- Born: John Stewart Donald Tory 1903 Toronto, Ontario, Canada
- Died: August 28, 1965 (aged 61–62)
- Education: Osgoode Hall Law School (LL.B.); Harvard Law School (S.J.D.);
- Occupation: Lawyer
- Known for: Founder of Torys
- Spouses: Jean Arnold (m. 1929-1957); Ann Cowan (m. 1957-1965);
- Children: Virginia Tory; John A. Tory; James Marshall Tory;
- Relatives: James Cranswick Tory (Uncle); Henry Marshall Tory (Uncle); John Tory (Grandson);
- Family: Tory family
- Honours: Order of the British Empire; Queen's Counsel;

= John S. D. Tory =

Canadian lawyer (1903–1965)

John Stewart Donald Tory (1903 - August 28, 1965) was a Canadian lawyer and founder of the law firm Torys, based in Toronto, Ontario. He was also a director of aircraft manufacturer A.V. Roe (later Avro). He was made Queen's Counsel and an Officer of the Order of the British Empire.

== Early life ==
Tory was born in Toronto to John Alexander Tory Sr. (1869–1950) and Abigail Georgina Buckley (1875–1961). Tory's father was the youngest of three prominent brothers, alongside James Cranswick Tory and Henry Marshall Tory. He was a company director who became the head of the Ontario division of Sun Life Assurance Company.

Tory's 2nd great-grandfather, James Tory, was a soldier in the 71st Scottish Regiment. He was captured during the American Revolution and held as a prisoner of war. He later settled in Nova Scotia during the 1780s.

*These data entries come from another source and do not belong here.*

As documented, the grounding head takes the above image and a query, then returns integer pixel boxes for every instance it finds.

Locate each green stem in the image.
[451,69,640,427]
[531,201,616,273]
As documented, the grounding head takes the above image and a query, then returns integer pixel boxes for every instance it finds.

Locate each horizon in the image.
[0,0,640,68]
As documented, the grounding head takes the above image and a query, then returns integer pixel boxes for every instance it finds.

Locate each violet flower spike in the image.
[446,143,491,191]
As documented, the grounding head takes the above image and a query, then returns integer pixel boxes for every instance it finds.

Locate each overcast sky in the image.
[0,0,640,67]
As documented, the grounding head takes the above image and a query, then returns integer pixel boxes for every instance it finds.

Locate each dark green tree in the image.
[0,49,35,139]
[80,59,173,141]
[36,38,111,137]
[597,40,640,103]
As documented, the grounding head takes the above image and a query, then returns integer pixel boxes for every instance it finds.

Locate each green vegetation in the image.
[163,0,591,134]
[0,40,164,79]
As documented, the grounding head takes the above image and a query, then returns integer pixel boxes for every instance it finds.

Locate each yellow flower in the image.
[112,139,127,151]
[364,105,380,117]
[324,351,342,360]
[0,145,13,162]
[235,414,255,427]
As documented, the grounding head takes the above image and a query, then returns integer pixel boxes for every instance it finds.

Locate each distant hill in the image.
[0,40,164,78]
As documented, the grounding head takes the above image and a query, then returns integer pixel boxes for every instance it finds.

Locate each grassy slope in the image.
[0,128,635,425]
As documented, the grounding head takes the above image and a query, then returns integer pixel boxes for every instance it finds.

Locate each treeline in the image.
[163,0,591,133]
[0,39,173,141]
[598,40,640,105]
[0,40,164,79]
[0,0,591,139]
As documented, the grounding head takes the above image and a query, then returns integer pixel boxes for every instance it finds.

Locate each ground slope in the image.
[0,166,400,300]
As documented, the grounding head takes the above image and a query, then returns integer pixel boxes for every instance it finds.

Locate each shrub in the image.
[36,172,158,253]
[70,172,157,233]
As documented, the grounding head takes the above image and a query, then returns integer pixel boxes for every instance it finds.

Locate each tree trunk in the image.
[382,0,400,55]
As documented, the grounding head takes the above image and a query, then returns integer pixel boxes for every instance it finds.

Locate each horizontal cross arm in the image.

J.S.D. Tory attended Upper Canada College and the University of Toronto Schools. He graduated from Osgoode Hall Law School at the top of his class, and he earned a SJD degree from Harvard University.

== Career ==
Tory was called to the Ontario bar and later worked at the W. N. Tilley law firm in Toronto for a few years. He was made King's Counsel in 1938, and in 1941 started his own firm (now known as Torys LLP) with a focus on corporate law.

Following the outbreak of World War II In 1939, Tory was asked to serve as chairman of the Citizens Committee for Troops in Training.

On 1 July 1946, Tory was made an Officer of the Order of the British Empire, alongside hundreds of other Canadians inducted into the order on the first Dominion Day following the war. He was specifically cited for his work as Chairman of the Citizen's War Services Committee.

On the 28 December 1946 he was appointed a director of Simpsons Ltd.

He was also a director of A.V. Roe Canada. Before his death, Tory was director at numerous companies including Porcupine McIntyre Mining Ltd, Slough Estates Ltd (Canada), and Thomson Newspapers. A literary award at the University of Toronto was named in his honour.

== Personal life ==
Tory married Jean Arnold. They had three children – daughter Virginia, and fraternal twin sons John A. Tory and James Marshall Tory. His grandson is John Tory, former mayor of Toronto, Progressive Conservative Party of Ontario leader and member of his grandfather's firm. Tory and Arnold separated when their children were in their twenties.